Pancreatic Adenocarcinoma Signaling


Pathway Description

Pancreatic adenocarcinoma, the malignant neoplasm of exocrine duct cells, evolves from a progressive cascade of cellular, morphological and architectural changes from normal ductal epithelium through pre-neoplastic lesions termed pancreatic intraepithelial neoplasia (PanIN). Pancreatic cancers overexpress RTKs, EGFR and TGF-βRs. The expression of RTKs and their growth factor ligands is an early event in the development of pancreatic cancer (PanIN-1A and PanIN-1B stages). The activation of RTKs triggers a signaling cascade which involves GRB2 and ERK/MAPK activation, ultimately resulting in a cellular proliferative response. As pancreatic cancers progress, KRas is activated by RTK-induced GEFs, which in turn activates the Raf-MEK1/2-ERK-Elk1 pathway resulting in cell proliferation and anti-apoptotic events.

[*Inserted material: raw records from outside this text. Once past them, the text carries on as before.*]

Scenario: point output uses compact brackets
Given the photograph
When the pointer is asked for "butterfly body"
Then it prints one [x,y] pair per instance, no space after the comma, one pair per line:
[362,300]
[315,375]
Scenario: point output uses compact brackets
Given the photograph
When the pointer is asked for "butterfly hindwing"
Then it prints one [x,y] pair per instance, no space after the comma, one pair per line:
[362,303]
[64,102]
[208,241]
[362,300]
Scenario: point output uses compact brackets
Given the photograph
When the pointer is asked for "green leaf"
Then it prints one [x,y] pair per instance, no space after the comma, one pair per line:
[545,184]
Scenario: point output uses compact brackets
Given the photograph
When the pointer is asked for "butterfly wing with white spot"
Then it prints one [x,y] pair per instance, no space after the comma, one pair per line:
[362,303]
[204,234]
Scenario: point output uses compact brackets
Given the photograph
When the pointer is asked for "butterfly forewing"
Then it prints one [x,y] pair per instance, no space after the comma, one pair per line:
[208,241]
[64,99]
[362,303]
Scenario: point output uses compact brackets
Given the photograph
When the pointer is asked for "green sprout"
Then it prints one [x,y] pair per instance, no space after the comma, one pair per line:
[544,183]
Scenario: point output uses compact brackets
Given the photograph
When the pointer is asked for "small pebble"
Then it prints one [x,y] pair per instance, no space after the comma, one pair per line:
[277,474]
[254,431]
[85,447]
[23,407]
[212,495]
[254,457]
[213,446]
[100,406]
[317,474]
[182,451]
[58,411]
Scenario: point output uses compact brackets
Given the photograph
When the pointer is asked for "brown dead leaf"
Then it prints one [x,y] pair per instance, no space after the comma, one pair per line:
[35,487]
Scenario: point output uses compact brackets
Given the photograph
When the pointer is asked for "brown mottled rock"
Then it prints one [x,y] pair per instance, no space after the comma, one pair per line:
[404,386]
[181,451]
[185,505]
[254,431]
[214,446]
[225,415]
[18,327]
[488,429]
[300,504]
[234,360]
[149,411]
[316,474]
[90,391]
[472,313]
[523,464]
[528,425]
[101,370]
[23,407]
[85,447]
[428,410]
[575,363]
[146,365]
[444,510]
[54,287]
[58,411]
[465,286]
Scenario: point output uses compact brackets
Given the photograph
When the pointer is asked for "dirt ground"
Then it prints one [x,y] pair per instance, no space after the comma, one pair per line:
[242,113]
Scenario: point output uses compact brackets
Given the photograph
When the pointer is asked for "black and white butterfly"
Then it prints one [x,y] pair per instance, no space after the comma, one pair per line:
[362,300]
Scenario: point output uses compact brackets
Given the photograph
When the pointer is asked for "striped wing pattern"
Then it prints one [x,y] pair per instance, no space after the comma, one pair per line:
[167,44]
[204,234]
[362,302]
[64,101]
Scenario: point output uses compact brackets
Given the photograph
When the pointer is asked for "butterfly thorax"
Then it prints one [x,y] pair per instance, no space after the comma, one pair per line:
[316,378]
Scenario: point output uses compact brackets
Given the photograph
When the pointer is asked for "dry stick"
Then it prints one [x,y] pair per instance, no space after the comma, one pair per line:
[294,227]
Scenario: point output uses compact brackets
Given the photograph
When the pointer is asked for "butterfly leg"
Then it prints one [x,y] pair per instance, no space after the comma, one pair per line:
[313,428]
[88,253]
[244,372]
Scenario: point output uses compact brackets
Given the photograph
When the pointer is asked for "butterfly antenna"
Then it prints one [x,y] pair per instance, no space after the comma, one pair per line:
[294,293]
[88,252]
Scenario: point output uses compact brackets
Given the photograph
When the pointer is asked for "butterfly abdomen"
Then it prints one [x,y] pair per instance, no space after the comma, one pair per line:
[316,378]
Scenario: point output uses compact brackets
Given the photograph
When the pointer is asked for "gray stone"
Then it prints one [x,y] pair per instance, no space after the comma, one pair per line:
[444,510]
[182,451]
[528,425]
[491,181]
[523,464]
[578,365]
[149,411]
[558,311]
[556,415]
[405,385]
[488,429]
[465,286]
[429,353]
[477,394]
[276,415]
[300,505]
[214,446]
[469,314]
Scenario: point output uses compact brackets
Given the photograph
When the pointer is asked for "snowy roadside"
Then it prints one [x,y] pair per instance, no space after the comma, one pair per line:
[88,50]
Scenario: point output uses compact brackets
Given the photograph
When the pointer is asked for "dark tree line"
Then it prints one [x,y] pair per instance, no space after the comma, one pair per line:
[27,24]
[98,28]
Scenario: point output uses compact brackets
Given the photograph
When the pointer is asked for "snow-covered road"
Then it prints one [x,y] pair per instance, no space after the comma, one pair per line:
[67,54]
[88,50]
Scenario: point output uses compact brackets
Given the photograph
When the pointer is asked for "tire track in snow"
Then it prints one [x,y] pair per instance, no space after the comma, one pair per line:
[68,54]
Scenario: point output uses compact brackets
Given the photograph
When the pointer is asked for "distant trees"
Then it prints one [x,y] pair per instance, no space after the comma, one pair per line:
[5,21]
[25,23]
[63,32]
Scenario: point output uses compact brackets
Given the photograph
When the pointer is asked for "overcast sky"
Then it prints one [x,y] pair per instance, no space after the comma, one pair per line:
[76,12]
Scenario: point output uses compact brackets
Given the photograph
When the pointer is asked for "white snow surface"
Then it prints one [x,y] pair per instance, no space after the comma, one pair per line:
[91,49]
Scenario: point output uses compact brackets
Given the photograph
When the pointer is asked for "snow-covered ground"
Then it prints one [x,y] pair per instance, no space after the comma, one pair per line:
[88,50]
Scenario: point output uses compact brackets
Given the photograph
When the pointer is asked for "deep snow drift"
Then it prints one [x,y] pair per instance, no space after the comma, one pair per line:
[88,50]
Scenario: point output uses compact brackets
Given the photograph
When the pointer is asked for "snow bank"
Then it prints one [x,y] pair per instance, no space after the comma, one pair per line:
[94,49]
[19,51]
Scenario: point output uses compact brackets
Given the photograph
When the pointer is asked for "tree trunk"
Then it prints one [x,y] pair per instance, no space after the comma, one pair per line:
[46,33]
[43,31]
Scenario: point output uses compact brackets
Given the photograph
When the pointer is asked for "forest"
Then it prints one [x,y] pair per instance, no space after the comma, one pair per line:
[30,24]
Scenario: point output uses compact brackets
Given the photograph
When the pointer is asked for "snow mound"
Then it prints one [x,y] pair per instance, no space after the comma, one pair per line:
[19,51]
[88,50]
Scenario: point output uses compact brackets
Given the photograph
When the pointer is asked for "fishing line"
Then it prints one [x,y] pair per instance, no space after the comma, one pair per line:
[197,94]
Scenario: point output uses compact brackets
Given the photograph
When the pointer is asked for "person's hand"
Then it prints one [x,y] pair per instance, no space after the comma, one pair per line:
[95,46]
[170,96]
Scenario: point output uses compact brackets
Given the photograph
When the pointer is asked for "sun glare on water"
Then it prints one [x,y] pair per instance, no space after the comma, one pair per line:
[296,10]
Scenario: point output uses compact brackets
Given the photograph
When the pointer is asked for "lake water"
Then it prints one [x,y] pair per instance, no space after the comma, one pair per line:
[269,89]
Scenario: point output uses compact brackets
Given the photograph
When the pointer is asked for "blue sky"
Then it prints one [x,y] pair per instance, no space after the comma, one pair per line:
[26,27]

In addition, the GEF-induced activation of Rho family GTPases (Rho, Rac and Cdc42) activate their downstream effectors MEK1/2 and PI3K, which further enhance ERK/Elk1 and AKT/NF-κB mediated transcription. NF-κB controls VEGF, MMP, Bcl2, BclXL, Cyclin D1, COX2 and Survivin gene transcription to regulate tumor growth, tissue invasion and apoptosis inhibition.During PanIN-2 and PanIN-3 stages, aberrant expression of EGFR enhances tumor growth, invasion and motility. After ligand binding, EGFR dimerizes and is phosphorylated, resulting in the activation of the Notch1 pathway and increased cellular proliferation. For signal propagation, the cytoplasmic domains of EGFR/Her2 receptor are also associated with JAKs. Activation of JAKs occurs upon ligand-mediated receptor multimerization allowing trans-phosphorylation. Activated JAKs subsequently phosphorylate STATs which control the G0-G1 phase transition.

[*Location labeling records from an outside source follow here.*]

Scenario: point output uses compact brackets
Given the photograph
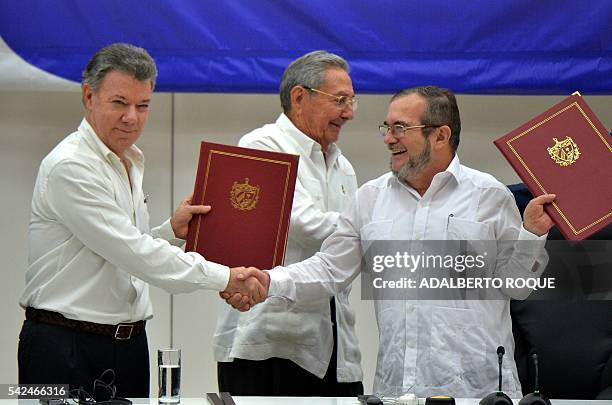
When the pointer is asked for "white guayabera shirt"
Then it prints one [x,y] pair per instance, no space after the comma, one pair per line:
[90,250]
[303,332]
[429,347]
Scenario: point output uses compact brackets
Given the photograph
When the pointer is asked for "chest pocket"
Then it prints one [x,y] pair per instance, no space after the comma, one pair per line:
[464,229]
[313,189]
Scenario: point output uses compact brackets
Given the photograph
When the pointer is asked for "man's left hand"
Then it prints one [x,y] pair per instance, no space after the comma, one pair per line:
[535,219]
[182,216]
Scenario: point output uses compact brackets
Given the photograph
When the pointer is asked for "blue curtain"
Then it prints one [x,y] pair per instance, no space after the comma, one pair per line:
[480,47]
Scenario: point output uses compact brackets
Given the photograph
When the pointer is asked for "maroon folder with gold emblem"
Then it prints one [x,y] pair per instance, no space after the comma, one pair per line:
[251,194]
[566,151]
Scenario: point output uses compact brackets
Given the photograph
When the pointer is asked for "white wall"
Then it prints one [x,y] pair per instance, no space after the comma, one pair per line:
[32,123]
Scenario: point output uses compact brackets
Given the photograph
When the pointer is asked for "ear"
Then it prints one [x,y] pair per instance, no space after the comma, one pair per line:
[87,95]
[298,94]
[442,137]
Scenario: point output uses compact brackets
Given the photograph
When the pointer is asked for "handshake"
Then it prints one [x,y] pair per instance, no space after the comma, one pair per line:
[247,287]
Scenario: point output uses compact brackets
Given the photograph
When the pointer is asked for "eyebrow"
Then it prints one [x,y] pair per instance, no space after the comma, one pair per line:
[147,100]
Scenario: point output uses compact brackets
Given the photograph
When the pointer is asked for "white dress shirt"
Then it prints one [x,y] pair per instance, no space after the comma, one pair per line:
[428,347]
[90,252]
[301,333]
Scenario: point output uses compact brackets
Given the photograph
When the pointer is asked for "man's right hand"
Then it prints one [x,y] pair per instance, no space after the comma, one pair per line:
[246,287]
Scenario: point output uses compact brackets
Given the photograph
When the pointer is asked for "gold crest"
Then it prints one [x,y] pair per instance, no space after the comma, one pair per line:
[244,196]
[564,153]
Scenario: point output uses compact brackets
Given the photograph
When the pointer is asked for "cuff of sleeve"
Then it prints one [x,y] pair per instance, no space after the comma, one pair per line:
[281,284]
[165,231]
[524,234]
[218,276]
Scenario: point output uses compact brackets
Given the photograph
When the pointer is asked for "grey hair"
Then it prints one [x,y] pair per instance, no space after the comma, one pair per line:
[441,109]
[122,57]
[308,70]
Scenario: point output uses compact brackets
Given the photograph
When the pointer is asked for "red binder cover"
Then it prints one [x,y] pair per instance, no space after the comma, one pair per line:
[251,194]
[566,151]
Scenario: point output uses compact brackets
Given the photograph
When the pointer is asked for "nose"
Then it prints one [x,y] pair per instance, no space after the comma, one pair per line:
[389,139]
[130,115]
[347,112]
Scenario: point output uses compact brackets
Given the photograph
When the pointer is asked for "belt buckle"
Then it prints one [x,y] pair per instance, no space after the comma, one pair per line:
[118,331]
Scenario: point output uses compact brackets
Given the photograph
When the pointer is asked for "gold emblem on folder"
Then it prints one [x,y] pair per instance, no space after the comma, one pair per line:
[244,196]
[564,152]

Further manifestations of pancreatic tissue pseudostratifications and progression to pancreatic adenocarcinoma occur as a result of inactivation of TGF-β/TGF-βRs, p53, SMAD4 and BRCA2 genes. The growth inhibitory effects of TGF-β are mediated through the induction of CKIs such as p15(INK4B), p21(CIP1), p27(KIP1) and down-regulation of CDKs and cyclins such as Cyclin D, Cyclin E, CDK2 and CDK4. These proteins are critical for regulation of cell cycle progression and maintenance of gatekeeper protein Rb in a hypo-phosphorylated state. SMAD4 tumor suppressor gene along with SMAD2/3 and E2Fs play a critical role in signal transduction through the TGF-β receptors. They act through p15(INK4B) to inhibit CDK4 interaction with Cyclin D1. The Cyclin D1-CDK4 complex phosphorylates Rb, which frees E2F to act as a transcription factor with the resultant progression of the cell cycle to S phase.

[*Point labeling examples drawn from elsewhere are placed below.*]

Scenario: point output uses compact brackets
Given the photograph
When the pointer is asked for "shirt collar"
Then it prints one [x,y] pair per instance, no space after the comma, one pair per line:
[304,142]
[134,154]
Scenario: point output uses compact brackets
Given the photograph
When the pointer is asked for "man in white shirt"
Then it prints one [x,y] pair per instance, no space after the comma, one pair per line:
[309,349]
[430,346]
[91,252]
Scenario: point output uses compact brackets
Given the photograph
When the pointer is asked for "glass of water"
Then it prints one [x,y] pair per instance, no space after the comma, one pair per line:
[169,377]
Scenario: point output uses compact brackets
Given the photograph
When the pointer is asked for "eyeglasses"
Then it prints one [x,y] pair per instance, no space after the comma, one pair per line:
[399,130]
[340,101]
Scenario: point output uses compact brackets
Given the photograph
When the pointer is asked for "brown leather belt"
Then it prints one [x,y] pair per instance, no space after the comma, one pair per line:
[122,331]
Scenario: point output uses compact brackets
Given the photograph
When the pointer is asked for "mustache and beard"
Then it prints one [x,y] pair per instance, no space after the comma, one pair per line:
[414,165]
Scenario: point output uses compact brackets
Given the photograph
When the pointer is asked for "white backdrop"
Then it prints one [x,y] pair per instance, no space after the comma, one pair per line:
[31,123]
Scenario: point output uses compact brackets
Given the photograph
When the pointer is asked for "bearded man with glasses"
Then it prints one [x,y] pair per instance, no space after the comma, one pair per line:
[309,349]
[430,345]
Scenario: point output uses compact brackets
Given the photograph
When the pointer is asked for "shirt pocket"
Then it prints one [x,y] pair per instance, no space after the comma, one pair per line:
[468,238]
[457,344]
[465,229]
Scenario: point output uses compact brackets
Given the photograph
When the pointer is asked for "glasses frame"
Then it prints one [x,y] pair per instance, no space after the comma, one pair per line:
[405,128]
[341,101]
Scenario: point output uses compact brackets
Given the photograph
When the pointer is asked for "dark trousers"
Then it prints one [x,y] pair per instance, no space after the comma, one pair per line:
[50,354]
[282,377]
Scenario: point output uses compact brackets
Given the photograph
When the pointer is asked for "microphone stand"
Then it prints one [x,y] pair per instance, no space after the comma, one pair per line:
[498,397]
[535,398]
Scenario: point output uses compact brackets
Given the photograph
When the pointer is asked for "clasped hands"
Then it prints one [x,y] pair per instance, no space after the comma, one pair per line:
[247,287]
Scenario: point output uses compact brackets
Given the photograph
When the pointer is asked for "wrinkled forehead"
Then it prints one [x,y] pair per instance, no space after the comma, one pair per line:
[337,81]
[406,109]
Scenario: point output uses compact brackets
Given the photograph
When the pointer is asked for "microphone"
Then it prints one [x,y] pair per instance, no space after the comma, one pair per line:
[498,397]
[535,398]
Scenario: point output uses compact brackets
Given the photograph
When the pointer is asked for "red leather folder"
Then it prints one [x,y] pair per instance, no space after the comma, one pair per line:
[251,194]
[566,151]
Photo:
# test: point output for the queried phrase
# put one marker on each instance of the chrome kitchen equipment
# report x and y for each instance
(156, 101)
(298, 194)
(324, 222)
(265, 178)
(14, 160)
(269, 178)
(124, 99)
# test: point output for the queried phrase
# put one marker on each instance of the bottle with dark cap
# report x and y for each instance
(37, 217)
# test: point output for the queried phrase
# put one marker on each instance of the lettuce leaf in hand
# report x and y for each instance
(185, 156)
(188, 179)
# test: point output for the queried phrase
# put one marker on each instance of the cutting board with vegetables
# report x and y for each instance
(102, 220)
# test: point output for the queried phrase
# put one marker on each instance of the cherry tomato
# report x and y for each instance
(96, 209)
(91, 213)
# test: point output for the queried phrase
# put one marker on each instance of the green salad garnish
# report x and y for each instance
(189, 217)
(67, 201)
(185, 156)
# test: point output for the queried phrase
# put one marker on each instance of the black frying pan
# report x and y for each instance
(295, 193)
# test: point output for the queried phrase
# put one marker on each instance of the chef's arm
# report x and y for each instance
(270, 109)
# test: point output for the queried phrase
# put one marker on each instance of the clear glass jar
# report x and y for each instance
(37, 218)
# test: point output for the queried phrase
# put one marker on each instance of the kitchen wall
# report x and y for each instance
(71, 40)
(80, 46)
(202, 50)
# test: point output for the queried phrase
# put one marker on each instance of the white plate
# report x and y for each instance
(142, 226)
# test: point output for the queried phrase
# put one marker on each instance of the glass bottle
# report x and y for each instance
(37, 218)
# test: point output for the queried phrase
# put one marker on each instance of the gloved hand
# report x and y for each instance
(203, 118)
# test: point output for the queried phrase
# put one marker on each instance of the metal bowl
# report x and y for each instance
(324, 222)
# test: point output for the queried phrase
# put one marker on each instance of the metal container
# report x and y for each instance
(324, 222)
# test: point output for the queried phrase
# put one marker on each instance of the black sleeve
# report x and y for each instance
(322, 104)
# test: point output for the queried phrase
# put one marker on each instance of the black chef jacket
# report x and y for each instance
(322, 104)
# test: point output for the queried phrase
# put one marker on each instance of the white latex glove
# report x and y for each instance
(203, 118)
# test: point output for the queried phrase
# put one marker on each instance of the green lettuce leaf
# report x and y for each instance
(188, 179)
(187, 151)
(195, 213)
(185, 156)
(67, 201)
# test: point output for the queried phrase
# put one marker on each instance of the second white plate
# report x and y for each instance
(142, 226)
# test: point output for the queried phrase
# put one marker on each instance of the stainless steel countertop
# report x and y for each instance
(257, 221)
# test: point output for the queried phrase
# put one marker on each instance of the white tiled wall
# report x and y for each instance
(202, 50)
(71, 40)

Another putative tumor suppressor gene, p14(ARF), binds to the MDM2 protein and inhibits its interaction with DNA damage induced-p53. p53 gene mutations are common in pancreatic adenocarcinoma and serve a critical role at the G1-S phase transition by allowing entry into S phase in response to DNA damage. The p53 gene exerts an inhibitory effect on CDK4 directly and indirectly through p21(CIP1). Wild-type p53 is also necessary for the efficient activation of apoptosis in response to DNA damage, a mechanism counteracted by BRCA2. Germline BRCA2 gene mutations lead to sporadic pancreatic carcinomas. Efforts to prevent pancreatic cancer must emphasize a cessation of alcohol and smoking,as there are higher rates of pancreatic cancer in patients with a history of drinking and smoking. An additional measure which may be effective in preventing pancreatic cancer is via weight management, as pancreatic cancer occurs at a higher rate in the obese population.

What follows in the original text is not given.